Once the show began all bets were off. The band began with the song “The Music Never Stopped” — a rock and roll stomper dedicated to those who always hear the music, even when the band has packed and gone. Next was “Jack Straw,” one of the classic Robert Hunter tales of the outlaw who is part hustler, part loser, and an essentially good guy who finds himself in situations that have nothing but morally ambiguous endings. The band’s work in the first thirty or so minutes was tight yet meandering in the way that one expects a jazz combo to be on a great night. Or, it was like the Grateful Dead was on a good night when Jerry Garcia was still alive. Taking the honors from Garcia was Gov’t Mule/Allman Brothers guitarist Warren Haynes. Haynes is a blues and rock guitarist extraordinaire whose legend just continues to grow with each gig he plays. As the set progressed into the sometimes sarcastic, sometimes celebratory “Estimated Prophet” and then the Dead’s paean to its fallen inspirations (from Beat legend Neal Casady to Jerry Garcia and beyond) “He’s Gone,” the music began to reach that space where the best Dead music has always gone. I can’t tell you exactly where it is, but it’s not of this earth yet is positioned firmly on the firmament the audience is dancing on. Finishing off with what might be termed the Dead’s Top 40 hits, rhythm guitarist Bob Weir led the band and audience through “Touch of Grey” and “I Need A Miracle.” Replete with the almost mandatory singalongs to certain songs and verses that each listener has hung their own special meanings to, the first set ended in a celebratory version of “Truckin’.”

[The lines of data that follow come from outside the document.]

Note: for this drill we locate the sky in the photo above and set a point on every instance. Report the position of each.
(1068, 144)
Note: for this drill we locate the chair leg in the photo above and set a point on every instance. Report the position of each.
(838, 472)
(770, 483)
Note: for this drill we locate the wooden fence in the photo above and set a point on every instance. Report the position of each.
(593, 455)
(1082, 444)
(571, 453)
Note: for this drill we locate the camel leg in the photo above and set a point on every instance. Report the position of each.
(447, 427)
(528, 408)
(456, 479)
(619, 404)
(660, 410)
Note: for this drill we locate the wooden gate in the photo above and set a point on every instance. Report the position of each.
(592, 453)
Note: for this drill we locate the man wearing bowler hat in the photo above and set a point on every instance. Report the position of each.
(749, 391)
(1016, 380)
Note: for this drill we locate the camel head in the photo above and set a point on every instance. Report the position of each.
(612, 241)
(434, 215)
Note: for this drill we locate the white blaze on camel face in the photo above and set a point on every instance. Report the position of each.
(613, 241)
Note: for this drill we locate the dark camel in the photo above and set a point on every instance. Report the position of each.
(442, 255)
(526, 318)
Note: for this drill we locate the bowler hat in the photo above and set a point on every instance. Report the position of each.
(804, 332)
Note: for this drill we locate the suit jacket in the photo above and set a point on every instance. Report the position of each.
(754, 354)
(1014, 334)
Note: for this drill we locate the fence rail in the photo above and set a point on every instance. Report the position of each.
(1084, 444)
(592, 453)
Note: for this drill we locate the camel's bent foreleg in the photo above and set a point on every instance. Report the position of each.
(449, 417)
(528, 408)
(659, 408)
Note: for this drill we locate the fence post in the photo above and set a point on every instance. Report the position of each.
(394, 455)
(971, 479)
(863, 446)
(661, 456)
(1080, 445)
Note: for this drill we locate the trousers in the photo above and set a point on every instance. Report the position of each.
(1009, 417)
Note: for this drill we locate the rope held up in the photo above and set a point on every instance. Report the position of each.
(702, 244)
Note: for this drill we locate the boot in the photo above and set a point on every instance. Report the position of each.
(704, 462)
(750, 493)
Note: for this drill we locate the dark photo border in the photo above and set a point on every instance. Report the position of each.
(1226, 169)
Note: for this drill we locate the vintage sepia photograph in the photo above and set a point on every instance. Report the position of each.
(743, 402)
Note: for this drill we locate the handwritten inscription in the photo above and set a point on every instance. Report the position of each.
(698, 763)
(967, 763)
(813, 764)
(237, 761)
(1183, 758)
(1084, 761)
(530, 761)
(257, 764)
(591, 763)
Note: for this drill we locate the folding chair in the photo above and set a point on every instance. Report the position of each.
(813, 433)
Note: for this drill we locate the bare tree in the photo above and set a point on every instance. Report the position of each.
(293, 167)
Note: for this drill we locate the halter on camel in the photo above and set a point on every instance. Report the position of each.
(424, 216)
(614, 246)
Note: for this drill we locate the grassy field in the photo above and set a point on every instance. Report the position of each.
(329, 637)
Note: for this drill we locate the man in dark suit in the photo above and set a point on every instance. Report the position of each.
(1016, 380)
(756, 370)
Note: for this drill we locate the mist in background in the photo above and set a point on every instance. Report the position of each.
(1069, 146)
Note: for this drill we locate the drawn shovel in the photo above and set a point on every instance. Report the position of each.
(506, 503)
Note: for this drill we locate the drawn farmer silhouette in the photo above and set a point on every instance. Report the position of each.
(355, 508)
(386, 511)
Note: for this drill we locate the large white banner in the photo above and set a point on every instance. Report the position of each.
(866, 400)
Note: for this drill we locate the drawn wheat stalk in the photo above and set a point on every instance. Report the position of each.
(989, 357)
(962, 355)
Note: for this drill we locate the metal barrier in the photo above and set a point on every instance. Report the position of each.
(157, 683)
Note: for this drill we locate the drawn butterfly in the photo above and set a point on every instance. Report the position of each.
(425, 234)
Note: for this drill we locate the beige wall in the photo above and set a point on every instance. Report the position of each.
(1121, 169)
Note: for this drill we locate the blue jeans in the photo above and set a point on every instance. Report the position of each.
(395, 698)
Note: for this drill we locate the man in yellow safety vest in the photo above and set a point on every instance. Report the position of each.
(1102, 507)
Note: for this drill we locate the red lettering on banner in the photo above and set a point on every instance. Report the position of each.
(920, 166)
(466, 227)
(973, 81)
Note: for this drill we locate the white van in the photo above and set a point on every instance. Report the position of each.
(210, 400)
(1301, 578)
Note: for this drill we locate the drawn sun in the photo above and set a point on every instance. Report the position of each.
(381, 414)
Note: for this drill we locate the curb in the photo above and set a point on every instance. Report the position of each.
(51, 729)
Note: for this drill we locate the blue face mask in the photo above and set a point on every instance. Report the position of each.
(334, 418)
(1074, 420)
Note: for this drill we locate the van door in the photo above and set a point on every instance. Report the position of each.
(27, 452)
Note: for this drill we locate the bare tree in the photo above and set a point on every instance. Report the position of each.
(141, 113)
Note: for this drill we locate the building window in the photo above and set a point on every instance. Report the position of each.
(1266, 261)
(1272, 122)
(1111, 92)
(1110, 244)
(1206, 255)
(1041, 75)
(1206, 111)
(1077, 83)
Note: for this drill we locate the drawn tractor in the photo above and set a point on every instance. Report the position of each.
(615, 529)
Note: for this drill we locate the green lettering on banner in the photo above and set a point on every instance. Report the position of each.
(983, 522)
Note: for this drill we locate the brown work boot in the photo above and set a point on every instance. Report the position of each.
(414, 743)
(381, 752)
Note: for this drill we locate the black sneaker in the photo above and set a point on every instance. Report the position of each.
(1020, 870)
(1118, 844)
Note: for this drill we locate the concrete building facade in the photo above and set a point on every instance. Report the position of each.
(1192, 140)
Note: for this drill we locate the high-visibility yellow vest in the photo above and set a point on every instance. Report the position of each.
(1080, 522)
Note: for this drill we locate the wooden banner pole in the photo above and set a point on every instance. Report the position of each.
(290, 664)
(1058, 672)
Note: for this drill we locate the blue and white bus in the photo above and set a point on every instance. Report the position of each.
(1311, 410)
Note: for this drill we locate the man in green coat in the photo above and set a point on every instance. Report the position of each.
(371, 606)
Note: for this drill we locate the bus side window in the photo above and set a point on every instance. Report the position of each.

The rhythm section of Phil Lesh, Bill Kreutzmann, and Mickey Hart remain much more than a mere rhythm section. It’s not just a backbeat, it’s a melodic riff. This would become even more apparent in the second set when they took over the stage for close to half an hour when the rest of the band took their leave in the middle of a jam that began as soon as they hit the stage after intermission. The disco tinged “Shakedown Street” broke the ice and, while folks made their way to a place where security wouldn’t insist they sit down instead of dance, the first strains of Bob Dylan’s “All Along the Watchtower” unleashed themselves from Haynes’ guitar. From there it was back to the early psychedelia of the Dead’s catalog. A jam that began with Haynes singing “Caution, Do Not Stop On Tracks” from the Anthem of the Sun album proceeded into a rhythm section performance that had its roots in the place in the human soul that resides somewhere between the Garden of Eden and the future we do not know. That’s a mighty big space, but this rhythm crew can fill it like no other. Entwined in the rhythm section’s recital were guitar notes that seemed to come from that space Sun Ra called the place. The rhythm section solo came back around with another hippie classic titled “Cosmic Charlie” from the 1969 album Aoxomoa and then bassist Lesh lent his vocals to “New Potato Caboose” — a song that sometimes sounds like it was written by Arnold Schoenberg after he attended a blues club on acid.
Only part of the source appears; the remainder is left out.